CDC confirms new swine flu strain
CDC confirms new swine flu strain- The Centers for Disease Control and Prevention are on high alert for a new strain of swine flu that may be spread person-to-person, as opposed to known swine flu cases where patients had recently come in contact with pigs.
The new variant is thought to be a combination of the familiar H1N1 virus from the 2009 outbreak and H3N2, a rare influenza found in North American pigs.
Of the other seven cases of the new swine flu, three occurred in Pennsylvania, two in Maine and two in Indiana, the CDC reported in a Wednesday dispatch in its Morbidity and Mortality Weekly Report.
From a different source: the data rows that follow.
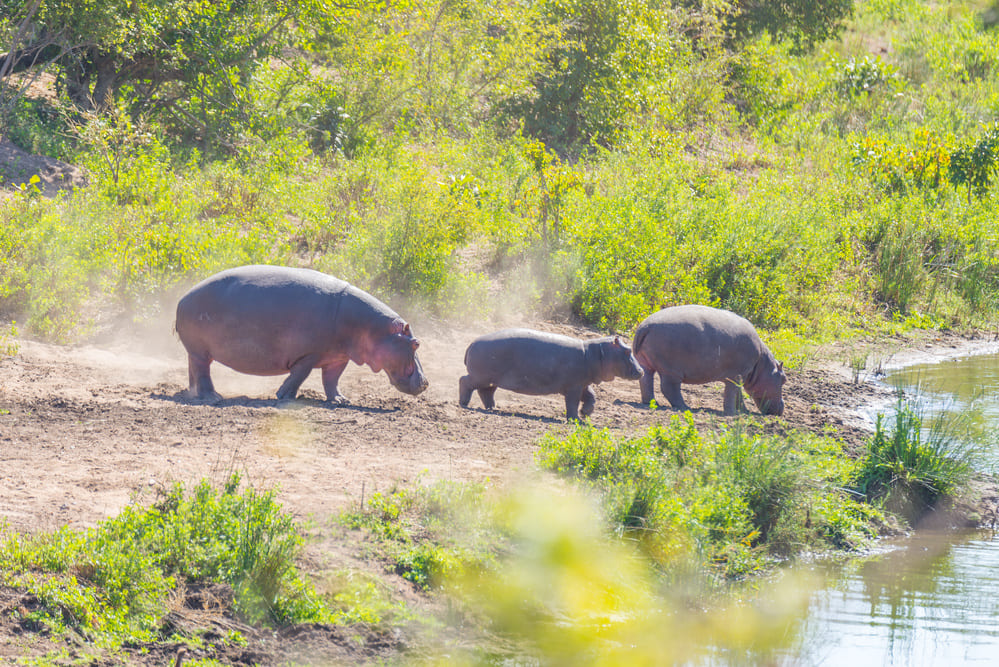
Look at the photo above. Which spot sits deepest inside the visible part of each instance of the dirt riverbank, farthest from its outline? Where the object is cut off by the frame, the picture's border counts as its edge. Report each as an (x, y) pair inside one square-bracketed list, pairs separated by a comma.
[(85, 430)]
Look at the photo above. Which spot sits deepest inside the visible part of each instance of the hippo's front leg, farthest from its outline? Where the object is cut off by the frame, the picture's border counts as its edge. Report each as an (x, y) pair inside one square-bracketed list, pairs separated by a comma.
[(646, 384), (199, 377), (733, 398), (465, 389), (572, 398), (299, 372), (589, 401), (671, 390), (331, 380)]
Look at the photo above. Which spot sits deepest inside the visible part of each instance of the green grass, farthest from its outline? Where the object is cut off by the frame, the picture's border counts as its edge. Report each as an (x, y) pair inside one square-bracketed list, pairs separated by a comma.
[(112, 583), (730, 502), (910, 466), (820, 194)]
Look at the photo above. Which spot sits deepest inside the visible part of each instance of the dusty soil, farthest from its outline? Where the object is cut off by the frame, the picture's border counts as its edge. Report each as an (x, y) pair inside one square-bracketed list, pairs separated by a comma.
[(18, 166), (86, 430)]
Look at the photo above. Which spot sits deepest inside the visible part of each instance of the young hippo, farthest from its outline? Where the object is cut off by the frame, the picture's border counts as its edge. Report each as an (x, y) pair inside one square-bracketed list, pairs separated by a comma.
[(698, 344), (537, 363)]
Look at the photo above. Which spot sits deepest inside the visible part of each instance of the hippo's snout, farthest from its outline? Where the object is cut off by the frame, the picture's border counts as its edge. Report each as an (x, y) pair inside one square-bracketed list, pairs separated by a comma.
[(773, 407), (413, 383)]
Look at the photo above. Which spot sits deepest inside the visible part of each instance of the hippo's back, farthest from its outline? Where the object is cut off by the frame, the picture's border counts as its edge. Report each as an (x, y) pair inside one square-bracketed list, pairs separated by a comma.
[(259, 319), (526, 361), (697, 343)]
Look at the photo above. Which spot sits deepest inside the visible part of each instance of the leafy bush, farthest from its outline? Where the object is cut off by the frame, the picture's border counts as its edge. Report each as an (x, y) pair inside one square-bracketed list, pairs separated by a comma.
[(730, 499), (112, 582), (865, 76)]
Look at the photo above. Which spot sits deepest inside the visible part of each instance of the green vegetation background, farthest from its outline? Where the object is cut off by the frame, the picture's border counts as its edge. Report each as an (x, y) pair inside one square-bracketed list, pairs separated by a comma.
[(824, 173), (479, 158)]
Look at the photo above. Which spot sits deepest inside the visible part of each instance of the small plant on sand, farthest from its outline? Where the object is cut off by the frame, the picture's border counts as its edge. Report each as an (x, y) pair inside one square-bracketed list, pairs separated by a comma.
[(431, 534), (910, 467), (112, 584), (8, 341)]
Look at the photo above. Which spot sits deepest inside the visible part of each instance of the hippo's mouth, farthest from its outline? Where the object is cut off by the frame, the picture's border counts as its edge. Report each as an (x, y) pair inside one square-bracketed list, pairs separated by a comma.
[(412, 381)]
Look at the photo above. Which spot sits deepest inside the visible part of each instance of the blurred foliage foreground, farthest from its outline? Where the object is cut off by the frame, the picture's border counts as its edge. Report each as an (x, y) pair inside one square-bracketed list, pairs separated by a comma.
[(635, 557)]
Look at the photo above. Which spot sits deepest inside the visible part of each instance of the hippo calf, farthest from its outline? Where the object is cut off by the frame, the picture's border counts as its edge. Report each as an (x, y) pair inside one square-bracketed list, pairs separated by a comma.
[(537, 363), (272, 320), (698, 344)]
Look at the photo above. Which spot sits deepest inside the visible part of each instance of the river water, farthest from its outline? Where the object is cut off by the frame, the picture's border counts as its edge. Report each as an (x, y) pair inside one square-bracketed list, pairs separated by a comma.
[(932, 599)]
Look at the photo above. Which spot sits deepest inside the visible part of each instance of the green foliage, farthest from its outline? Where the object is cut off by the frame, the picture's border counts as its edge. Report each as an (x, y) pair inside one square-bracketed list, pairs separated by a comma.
[(804, 23), (974, 164), (911, 467), (921, 164), (187, 62), (8, 341), (112, 582), (865, 76), (730, 500)]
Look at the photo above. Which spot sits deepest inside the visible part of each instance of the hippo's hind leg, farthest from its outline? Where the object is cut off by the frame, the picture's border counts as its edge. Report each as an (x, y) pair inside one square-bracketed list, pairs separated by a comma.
[(199, 376), (299, 372), (733, 398), (466, 385), (671, 390), (331, 382), (589, 401), (465, 389), (487, 396), (572, 398), (646, 384)]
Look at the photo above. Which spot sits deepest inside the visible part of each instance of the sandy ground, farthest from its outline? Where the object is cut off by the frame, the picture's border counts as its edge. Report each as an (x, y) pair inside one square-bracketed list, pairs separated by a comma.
[(86, 430)]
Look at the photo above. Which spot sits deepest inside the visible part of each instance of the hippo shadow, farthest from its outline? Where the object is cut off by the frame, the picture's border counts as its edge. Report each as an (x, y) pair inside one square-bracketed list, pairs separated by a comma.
[(183, 398), (519, 415), (668, 409)]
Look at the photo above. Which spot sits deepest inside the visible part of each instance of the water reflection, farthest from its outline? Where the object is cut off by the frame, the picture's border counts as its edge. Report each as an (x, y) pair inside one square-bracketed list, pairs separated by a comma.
[(934, 598), (963, 390), (932, 601)]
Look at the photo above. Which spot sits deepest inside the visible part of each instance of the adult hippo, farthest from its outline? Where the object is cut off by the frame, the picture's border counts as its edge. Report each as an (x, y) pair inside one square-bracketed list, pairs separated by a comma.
[(698, 344), (537, 363), (272, 320)]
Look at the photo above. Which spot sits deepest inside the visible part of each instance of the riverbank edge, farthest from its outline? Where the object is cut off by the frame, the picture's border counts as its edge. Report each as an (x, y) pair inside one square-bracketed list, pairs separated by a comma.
[(977, 505)]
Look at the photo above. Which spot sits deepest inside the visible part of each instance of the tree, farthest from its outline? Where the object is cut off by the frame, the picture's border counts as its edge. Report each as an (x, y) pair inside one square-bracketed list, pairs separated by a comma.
[(187, 58)]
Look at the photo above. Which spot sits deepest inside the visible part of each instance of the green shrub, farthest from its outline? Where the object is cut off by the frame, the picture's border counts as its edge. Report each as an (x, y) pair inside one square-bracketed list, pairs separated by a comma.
[(732, 500), (865, 76), (112, 582), (911, 468)]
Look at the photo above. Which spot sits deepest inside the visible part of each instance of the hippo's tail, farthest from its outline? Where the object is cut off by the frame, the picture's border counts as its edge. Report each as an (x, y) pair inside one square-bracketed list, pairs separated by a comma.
[(640, 335)]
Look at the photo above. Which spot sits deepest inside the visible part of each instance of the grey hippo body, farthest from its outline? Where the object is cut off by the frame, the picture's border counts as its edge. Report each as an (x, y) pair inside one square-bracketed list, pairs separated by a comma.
[(272, 320), (699, 344), (537, 363)]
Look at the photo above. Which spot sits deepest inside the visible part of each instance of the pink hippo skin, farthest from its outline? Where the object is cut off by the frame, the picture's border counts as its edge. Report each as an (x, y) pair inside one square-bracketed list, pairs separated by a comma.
[(698, 344), (538, 363), (272, 320)]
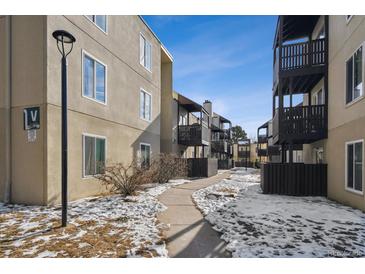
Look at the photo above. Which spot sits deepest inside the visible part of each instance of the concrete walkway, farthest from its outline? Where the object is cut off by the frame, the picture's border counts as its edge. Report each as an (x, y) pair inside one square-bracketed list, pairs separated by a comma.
[(190, 236)]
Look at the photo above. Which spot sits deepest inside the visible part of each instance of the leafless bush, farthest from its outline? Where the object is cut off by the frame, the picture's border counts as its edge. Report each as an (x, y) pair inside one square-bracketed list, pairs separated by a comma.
[(165, 167), (124, 179)]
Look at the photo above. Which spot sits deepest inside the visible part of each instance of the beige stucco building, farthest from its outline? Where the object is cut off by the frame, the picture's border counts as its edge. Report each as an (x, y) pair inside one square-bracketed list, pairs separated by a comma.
[(117, 71), (346, 118), (321, 58)]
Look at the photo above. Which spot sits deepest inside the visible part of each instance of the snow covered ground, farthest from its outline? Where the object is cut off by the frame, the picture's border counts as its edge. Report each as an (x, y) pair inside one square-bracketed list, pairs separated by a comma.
[(108, 226), (258, 225)]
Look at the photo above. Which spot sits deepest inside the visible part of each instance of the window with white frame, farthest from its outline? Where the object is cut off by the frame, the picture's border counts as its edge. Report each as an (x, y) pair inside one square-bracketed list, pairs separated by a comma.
[(145, 105), (318, 98), (94, 79), (354, 166), (145, 52), (145, 155), (94, 155), (183, 119), (99, 20), (354, 76)]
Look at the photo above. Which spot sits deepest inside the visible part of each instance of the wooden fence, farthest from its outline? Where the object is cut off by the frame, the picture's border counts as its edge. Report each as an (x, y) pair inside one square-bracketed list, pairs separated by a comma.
[(225, 164), (296, 179), (202, 167)]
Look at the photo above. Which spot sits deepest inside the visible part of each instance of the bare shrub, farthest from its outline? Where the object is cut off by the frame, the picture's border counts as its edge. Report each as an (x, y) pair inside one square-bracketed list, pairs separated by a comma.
[(124, 179), (165, 167)]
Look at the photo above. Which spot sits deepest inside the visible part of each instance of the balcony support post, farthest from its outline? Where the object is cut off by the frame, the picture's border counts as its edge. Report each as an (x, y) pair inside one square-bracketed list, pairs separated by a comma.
[(290, 153), (326, 41), (178, 122)]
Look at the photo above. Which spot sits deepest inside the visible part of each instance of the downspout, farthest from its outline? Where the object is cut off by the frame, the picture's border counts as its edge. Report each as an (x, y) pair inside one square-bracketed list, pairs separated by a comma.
[(8, 104)]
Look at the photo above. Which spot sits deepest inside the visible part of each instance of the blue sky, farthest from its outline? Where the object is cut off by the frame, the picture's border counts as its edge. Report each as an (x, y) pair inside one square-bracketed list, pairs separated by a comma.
[(226, 59)]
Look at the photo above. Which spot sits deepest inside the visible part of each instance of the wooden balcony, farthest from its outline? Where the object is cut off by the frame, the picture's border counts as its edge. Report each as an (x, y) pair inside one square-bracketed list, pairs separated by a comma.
[(299, 125), (300, 59), (243, 154), (220, 146), (262, 152), (193, 135), (273, 150), (262, 139)]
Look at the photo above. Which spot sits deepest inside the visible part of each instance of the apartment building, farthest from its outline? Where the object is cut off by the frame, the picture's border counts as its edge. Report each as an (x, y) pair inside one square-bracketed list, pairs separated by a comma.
[(244, 153), (194, 132), (117, 71), (321, 58), (221, 144)]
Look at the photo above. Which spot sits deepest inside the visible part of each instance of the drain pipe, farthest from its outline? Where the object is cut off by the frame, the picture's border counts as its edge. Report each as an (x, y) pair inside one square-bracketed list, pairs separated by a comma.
[(8, 103)]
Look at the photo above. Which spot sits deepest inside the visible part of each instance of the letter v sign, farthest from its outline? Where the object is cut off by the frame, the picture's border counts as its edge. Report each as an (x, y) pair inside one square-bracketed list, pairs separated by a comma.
[(31, 118)]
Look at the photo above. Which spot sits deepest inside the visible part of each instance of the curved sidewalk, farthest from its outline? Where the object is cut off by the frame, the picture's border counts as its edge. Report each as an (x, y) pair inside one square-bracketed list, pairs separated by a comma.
[(189, 235)]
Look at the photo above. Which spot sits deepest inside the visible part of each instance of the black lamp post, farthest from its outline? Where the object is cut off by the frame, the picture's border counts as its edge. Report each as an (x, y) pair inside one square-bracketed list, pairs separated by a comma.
[(63, 37)]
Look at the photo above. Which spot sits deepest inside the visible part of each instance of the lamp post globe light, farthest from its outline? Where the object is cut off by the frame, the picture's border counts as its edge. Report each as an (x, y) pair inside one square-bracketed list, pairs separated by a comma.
[(65, 41)]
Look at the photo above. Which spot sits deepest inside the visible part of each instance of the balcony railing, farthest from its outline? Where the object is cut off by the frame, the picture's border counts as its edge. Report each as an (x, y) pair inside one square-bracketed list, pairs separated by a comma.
[(262, 152), (219, 146), (304, 54), (243, 154), (262, 139), (299, 56), (302, 123), (193, 135)]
In all of those cases, either the patients or close contacts had been recently exposed to pigs. The lack of pig exposure in the three newest cases suggested that the new virus may involve limited person-to-person contact. As part of routine preparedness to counter pandemic threats from new flu viruses, CDC said it had developed a “candidate vaccine virus” that could be used to make a human vaccine against S-OtrH3N2 viruses and has sent it to vaccine manufacturers.
CDC scientists said they expected this years’ seasonal flu vaccine to provide adults with limited protection from the new flu virus, but that it wouldn’t help children.
They recommended that doctors who suspect swine flu infections in their patients treat them with Tamiflu where appropriate, obtain nose and throat specimens and send them to a state public health labs, which should report them to CDC.